A traveller, who looks permanently

the other way, cannot see the hanging

on a nearby hill and is about to step

on the first, cracked stone of a footbridge.

A journey is the oldest metaphor,

next to God. Christ, enthroned, transforms the lucent

angels, falling, into winged plagues.

And the next metaphor. Hell’s ceaseless,

all accommodating horrors are almost

more than image. Before God, the sculpting

of fear in black angles of forest, fear’s

picture in another’s eyes – before God,

a sensing of evil.

© Copyright David Selzer
2 Responses
  • David Cracknell
    December 27, 2011

    Thanks for the continuing flow of words and images and ideas. I do like your “Bosch turn” which took me to paintings I knew and others that I did not.
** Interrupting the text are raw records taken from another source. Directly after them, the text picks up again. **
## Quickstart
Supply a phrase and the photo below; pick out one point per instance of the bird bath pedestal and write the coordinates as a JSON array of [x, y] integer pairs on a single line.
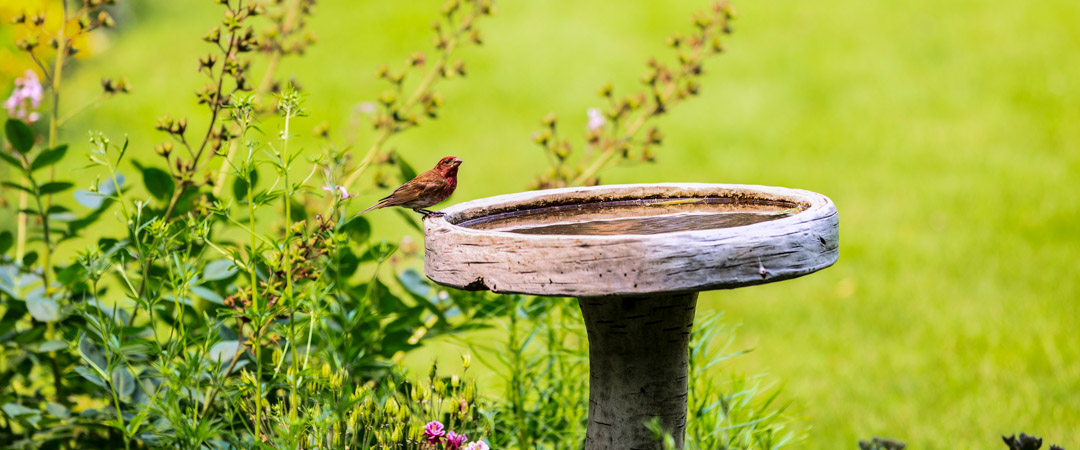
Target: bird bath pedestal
[[635, 256]]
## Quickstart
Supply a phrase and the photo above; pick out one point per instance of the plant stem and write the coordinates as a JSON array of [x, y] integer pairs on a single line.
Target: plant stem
[[287, 251], [420, 90], [255, 308]]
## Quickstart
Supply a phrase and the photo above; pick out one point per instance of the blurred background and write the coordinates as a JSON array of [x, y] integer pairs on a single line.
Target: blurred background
[[946, 133]]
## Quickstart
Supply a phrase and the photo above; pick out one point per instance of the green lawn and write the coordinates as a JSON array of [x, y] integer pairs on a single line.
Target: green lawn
[[947, 134]]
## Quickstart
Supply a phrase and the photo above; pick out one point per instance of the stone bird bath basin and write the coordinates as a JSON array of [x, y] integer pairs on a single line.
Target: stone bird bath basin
[[635, 256]]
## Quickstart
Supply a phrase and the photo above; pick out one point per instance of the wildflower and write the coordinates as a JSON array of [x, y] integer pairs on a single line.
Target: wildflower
[[455, 440], [332, 188], [595, 119], [480, 445], [27, 87], [433, 432]]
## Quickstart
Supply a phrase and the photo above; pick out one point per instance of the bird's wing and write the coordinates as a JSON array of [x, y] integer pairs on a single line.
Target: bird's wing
[[424, 183]]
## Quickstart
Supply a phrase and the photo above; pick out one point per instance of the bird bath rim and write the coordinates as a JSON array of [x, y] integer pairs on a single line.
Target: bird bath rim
[[589, 264], [474, 209]]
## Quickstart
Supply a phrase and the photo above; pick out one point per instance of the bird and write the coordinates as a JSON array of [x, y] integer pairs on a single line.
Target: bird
[[426, 190]]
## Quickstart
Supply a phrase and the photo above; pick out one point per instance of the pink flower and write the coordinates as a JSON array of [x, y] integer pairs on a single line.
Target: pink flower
[[345, 194], [480, 445], [595, 119], [455, 440], [433, 432], [27, 90]]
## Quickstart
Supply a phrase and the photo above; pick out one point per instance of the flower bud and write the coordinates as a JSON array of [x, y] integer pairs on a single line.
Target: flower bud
[[214, 36], [105, 19], [391, 407]]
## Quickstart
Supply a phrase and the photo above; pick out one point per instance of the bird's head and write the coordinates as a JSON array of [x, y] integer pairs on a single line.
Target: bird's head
[[448, 166]]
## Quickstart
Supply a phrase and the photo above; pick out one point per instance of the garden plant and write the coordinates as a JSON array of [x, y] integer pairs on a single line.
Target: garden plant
[[226, 295]]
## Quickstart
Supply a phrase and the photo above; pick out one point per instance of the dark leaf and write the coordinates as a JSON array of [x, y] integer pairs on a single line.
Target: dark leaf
[[17, 186], [55, 187], [90, 375], [219, 269], [359, 229], [58, 411], [158, 182], [5, 242], [42, 308], [29, 258], [123, 382], [49, 158], [240, 187], [296, 212], [52, 346], [19, 135], [11, 160], [186, 203], [92, 354]]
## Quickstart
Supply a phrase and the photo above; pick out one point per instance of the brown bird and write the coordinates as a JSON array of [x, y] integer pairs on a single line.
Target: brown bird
[[427, 189]]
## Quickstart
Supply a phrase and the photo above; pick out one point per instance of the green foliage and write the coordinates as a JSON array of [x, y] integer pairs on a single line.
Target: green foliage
[[269, 318], [19, 135]]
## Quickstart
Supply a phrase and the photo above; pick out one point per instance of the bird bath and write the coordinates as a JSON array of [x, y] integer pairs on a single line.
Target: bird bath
[[635, 256]]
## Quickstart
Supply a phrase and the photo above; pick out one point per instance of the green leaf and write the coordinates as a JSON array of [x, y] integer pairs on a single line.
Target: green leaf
[[21, 412], [90, 375], [11, 160], [19, 135], [410, 219], [219, 270], [49, 158], [407, 172], [55, 187], [159, 182], [207, 295], [52, 346], [5, 242], [42, 308], [13, 185], [92, 355], [240, 187], [223, 352], [359, 229], [58, 411], [123, 382]]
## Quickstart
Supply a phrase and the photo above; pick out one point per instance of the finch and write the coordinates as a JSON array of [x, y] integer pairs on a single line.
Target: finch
[[427, 189]]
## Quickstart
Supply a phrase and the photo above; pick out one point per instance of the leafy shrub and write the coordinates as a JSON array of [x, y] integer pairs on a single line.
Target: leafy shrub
[[238, 304]]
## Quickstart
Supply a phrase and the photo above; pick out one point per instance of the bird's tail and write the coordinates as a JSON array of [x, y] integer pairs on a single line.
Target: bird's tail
[[375, 206]]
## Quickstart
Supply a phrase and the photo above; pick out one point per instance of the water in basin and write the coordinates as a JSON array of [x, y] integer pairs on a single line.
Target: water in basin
[[645, 216]]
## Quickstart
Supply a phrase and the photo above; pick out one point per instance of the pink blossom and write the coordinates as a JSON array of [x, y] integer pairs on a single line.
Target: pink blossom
[[27, 91], [455, 440], [433, 432], [595, 119], [480, 445], [340, 189]]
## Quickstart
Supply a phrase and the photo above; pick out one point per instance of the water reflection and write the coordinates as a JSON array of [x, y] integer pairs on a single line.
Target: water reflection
[[633, 217]]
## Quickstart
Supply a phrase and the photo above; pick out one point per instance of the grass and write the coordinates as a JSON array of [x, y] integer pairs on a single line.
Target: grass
[[947, 134]]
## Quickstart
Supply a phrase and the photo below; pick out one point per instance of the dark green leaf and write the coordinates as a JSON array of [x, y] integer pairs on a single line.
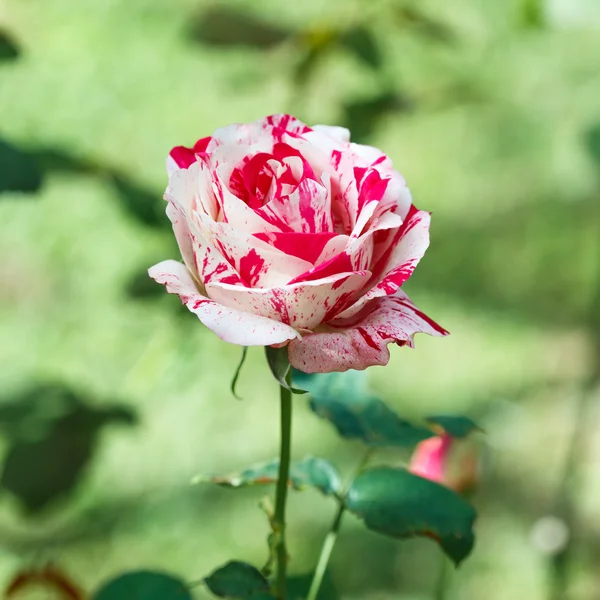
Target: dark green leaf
[[19, 171], [237, 580], [299, 585], [231, 27], [8, 48], [142, 204], [343, 399], [312, 46], [309, 472], [237, 373], [279, 364], [532, 14], [144, 585], [592, 142], [52, 436], [399, 504], [424, 24], [363, 44], [456, 426]]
Bridging 500 years is a creative contribution in itself – much appreciated. I thought maybe the latest Hieronymous Bosch focus surfaced in “Lament for Bersham Iron Works” – – the second half of which seethes with fascinations and ambiguous rejections – somewhere Bosch might have been drawn to Wrexham with its spectres of hammers and flames….

  • David Selzer
    December 28, 2011

    Bosch and Bersham! I like the connection not least because the Bersham poem – was written last year and the Bosch pieces, though distilled a little this year, were originally written in 1973.